KoranMandala.com –Di Tahun 2024 pemerintahan Provinsi Jawa Barat dalam menyelenggarakan pemerintahannya masih memperlihatkan potret buram yang memiriskan bagi publik. Bukan hanya karena kepercayaan publik yang kian terpuruk, namun karena prilaku politik yang dipertontonkan penyelenggara pemerintahan kian miris.
Undang-undang No. 23 tahun 2014 tentang pemerintah Daerah seolah tidak mampu membangun pemerintahan seperti yang diharapkan sebagai lembaga yang berintegritas. sepertinya masih jauh dari harapan.
Berikut ini catatan kritis Forum Parlemen 2009 – 2014 Jawa Barat lewat refleksi akhir tahun 2024 dan memberikan saran serta masukan bagi Pemerintahan Provinsi Jawa Barat tahun 2025, terutama bagi Gubernur dan Wakil Gubernur terpilih.
DPRD Jabar Tetapkan RPJPD: Selaraskan Target Menuju Indonesia Emas 2045
Seperti diungkapkan Irwan Koesdrajat anggota DPRD Provinsi Jawa Barat (Demokrat) 2009 – 2014. Sesuatu yang ironi sebenarnya, saat publik mengeluhkan bahkan sampai menghujat atas upaya pemerintah dan wakil rakyat Jawa Barat terkait pamekaran daerah otonom baru kabupaten dan kota di Jawa Barat. Apa yang salah sebenarnya ? apakah karena kurang komunikasi atau karena lemahnya pengendalian parlemen, sehingga harus mendesak segera membuka “moratorium” pemekaran daerah.

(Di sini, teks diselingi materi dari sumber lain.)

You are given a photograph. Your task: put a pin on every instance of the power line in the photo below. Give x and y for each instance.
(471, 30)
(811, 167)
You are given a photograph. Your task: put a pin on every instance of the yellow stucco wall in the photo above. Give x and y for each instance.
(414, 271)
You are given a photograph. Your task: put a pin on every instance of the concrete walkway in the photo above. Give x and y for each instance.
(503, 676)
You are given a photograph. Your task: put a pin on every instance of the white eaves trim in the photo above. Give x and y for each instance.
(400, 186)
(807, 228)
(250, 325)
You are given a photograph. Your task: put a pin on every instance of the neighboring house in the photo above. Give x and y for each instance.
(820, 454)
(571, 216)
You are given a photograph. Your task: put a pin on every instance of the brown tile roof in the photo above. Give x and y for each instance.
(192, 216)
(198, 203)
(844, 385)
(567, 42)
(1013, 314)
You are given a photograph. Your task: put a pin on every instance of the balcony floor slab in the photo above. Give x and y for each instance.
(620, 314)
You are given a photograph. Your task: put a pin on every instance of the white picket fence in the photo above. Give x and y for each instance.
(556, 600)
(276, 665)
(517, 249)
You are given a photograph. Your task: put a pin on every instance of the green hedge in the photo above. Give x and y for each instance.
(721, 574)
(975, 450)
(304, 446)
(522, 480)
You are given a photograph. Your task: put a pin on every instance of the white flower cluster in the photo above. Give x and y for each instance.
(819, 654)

Selain itu lanjut Irwan ada persoalan zonasi sekolah yang dinilai selalu menimbulkan masalah saat PPDB dilaksanakan.
Menurutnya tujuan dari sistem zonasi adalah untuk mengurangi kesenjangan kualitas pendidikan antara sekolah-sekolah di daerah perkotaan dan kabupaten. Namun, kenyataannya, tidak semua sekolah di setiap zona memiliki kualitas pendidikan yang setara.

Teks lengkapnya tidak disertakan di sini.